Probably because some store features have been missing up to 1.0, like backup/restore without knowing database internals. (yes, rsync did the job, but only because you knew the list of guarantees that makes it possible).

Also, Lucene at its core is an Index. Changing the query strategy might require reindexing. It is perfectly valid to throw data at it, build the index and throw away the source. You will just never get it back again.

While ES can be used and tuned as a store just fine, it is not necessarily its raison d'etre.

While I agree with the sentiment, I think Shay (lead ES developer) has explicitly said that he does not consider ES to be a data store... yet. I think this is mostly due to maturity.
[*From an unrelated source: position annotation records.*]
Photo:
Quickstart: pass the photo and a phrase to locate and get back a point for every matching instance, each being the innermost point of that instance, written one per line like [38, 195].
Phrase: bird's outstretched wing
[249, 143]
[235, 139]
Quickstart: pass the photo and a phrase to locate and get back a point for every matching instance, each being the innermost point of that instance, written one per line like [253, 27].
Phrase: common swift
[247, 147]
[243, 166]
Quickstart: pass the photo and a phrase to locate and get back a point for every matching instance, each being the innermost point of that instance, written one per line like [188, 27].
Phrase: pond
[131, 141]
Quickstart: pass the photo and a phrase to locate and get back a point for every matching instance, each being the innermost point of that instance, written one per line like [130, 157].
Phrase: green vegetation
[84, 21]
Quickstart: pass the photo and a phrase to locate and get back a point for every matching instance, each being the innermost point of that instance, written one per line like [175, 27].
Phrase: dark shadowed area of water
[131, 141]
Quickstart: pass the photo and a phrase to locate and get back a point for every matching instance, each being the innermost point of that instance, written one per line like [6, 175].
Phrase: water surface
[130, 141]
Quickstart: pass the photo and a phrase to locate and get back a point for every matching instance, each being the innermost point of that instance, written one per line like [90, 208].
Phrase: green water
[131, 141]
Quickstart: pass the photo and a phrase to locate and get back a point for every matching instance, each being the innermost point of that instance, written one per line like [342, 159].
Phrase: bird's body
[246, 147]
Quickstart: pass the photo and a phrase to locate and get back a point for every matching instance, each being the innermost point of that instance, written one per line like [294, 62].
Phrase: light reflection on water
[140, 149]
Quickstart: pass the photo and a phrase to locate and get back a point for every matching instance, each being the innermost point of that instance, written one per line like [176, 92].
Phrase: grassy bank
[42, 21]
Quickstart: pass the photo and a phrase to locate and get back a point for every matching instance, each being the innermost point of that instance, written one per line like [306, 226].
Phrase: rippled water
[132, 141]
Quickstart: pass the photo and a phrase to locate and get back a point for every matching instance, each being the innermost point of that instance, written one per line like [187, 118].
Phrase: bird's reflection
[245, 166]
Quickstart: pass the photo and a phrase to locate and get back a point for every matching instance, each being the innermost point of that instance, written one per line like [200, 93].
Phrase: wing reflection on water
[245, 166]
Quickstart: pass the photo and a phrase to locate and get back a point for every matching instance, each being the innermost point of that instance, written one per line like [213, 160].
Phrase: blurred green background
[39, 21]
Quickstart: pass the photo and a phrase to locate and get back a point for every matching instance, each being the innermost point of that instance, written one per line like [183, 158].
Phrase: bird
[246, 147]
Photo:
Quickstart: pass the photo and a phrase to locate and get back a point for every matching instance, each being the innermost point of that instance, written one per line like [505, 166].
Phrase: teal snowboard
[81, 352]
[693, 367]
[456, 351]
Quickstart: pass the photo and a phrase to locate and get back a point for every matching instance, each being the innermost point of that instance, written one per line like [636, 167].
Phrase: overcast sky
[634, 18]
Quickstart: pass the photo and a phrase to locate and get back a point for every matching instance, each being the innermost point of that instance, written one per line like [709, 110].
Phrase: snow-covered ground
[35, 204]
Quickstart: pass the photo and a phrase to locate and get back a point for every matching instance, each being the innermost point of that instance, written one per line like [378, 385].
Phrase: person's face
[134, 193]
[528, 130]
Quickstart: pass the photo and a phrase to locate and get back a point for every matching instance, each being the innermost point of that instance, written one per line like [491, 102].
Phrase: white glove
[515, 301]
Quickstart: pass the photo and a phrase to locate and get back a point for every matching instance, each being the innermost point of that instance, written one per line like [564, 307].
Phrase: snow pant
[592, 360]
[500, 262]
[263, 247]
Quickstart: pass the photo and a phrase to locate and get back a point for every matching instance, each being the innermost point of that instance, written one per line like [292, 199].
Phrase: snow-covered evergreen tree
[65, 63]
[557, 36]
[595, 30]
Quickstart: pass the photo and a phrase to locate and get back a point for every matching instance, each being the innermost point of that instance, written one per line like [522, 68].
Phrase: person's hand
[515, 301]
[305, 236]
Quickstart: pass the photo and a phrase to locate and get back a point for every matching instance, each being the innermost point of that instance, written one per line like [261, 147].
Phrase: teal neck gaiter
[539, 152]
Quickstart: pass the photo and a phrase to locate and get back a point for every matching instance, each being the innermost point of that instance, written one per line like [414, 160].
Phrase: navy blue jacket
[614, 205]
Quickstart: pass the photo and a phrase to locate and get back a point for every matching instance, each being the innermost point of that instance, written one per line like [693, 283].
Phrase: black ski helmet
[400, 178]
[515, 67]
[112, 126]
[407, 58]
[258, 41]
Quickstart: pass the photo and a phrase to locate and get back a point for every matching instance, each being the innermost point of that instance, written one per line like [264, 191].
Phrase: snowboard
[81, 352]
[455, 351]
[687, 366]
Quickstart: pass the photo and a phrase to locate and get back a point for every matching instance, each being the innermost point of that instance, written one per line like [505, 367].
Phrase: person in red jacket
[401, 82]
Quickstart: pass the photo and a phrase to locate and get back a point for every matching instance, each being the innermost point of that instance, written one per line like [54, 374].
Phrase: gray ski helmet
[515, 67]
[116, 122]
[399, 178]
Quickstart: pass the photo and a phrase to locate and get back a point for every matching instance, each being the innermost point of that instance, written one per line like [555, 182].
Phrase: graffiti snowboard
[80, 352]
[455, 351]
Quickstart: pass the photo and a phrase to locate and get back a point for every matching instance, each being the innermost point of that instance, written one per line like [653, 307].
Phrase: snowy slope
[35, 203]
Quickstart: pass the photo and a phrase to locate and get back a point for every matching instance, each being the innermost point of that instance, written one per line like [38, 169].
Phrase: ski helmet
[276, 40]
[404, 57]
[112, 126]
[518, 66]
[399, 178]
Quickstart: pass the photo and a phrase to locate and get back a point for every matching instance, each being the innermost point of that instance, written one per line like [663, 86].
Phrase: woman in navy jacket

I help run a large ES cluster (with canonical data in MySQL), and I consider this cautious attitude by the ES developers to be a good thing.

He has indeed said that. We hosted the Elasticsearch meetup in NYC a couple weeks ago and specifically said it.
did not know all that stuff, could Elasticsearch be the holy grail of document stores ?
No. The choice of datastore is still incredibly complicated in the distributed world; it's all about tradeoffs really.

For example, Elasticsearch has poor availability characteristics - both because it is master-slave and because it focuses on ensuring consistency - relative to, for example, something like Riak.

I don't believe it's "master-slave" in the way you're thinking. Elasticsearch shards its indexes among all available nodes, storing replicas of each shard on separate nodes when possible. This ensures that the entire cluster is available as long as at least one replica of a shard is still online. In fact, if configured properly, it has better availability than consistency since by default it only flushes its oplog to the Lucene index segments every second (though writes aren't considered committed until they reach a quorum of nodes, so consistency is fairly good in practice as well).
It is definitely a nice, and flexible option.. it truly depends on what your needs are... If you're often updating parts of a document, MongoDB or RethinkDB may be better options. If you want integration where a lot of parts are SQL with some document ability, PostgreSQL + V8 is pretty compelling. Also, something like Cassandra may suit your needs better if you want a better and more predictable growth curve.

There's no holy grail of data storage... ElasticSearch is really nice, and if it fits your needs, more power to you.

We'll maybe some day but it is still too easy to corrupt the data or index. Recently I had a problem where the data itself was fine and searches worked correctly but it was 100x slower than it should be. It just started happening for no apparent reason and I just do basic searches on typical data. I still don't know what happened but creating a new index fixed the problem.